The root of prayer is interior silence. Though we may think of prayer as thoughts or feelings expressed in words, this is only one expression. Contemplative Prayer is a prayer of silence, an experience of God's presence as the ground in which our being is rooted, the Source from whom our life emerges at every moment.
For the Church's first sixteen centuries Contemplative Prayer was the goal of Christian spirituality. After the Reformation, this living tradition was virtually lost. Today, with cross-cultural dialogue and historical research, the recovery of the Christian Contemplative Tradition has begun. The method of Centering Prayer, in the tradition of Lectio Divina (praying the scriptures) is contributing to this renewal.
Centering Prayer is meant to enrich and complement other forms of prayer, not to exclude or replace them. Centering Prayer is at the same time a relationship with God and a discipline to foster that relationship. It is Trinitarian in its source, Christ-centred in its focus, and ecclesial in its effects; that is, it builds communities of faith and bonds the members together in charity.

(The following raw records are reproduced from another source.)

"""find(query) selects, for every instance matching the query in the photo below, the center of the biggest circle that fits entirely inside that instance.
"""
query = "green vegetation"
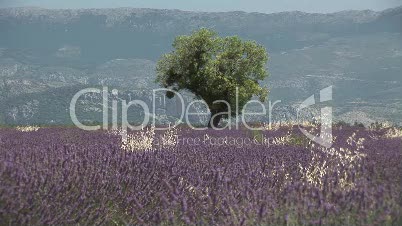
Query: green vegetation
(215, 69)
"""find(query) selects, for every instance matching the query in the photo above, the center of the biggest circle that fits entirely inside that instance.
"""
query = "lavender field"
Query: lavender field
(60, 176)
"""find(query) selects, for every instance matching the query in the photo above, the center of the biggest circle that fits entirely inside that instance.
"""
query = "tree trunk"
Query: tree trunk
(214, 121)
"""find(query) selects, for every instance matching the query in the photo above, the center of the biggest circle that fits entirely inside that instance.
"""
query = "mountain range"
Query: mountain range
(46, 56)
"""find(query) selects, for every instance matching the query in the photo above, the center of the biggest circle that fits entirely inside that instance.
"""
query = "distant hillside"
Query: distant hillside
(43, 52)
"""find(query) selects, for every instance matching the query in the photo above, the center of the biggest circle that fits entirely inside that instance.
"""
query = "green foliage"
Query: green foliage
(213, 67)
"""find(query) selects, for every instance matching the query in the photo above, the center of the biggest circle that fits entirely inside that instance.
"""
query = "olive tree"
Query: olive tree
(213, 68)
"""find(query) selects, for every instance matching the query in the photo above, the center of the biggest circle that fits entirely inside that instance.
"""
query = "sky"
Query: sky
(264, 6)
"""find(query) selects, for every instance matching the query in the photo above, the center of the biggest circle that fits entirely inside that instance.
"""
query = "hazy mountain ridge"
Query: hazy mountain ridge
(46, 53)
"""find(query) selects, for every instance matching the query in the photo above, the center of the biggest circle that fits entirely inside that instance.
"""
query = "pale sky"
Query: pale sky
(265, 6)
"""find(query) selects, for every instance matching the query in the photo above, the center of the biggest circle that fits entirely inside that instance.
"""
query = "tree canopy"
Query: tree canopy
(213, 68)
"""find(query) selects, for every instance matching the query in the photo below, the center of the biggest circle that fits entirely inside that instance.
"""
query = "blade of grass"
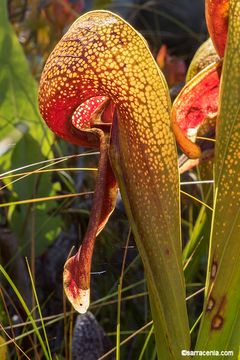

Centering Prayer is drawn from ancient prayer practices of the Christian Contemplative Heritage, notably the Fathers and Mothers of the Desert, the monastic practice of Lectio Divina (praying the scriptures), the Cloud of Unknowing, St. John of the Cross, and St. Theresa of Avila. It was distilled into a simple method of prayer in the 1970's by three Trappist monks, Fr. William Meninger, Fr. Basil Pennington and Abbot Thomas Keating at St. Joseph 's Abbey in Spencer , Massachusetts.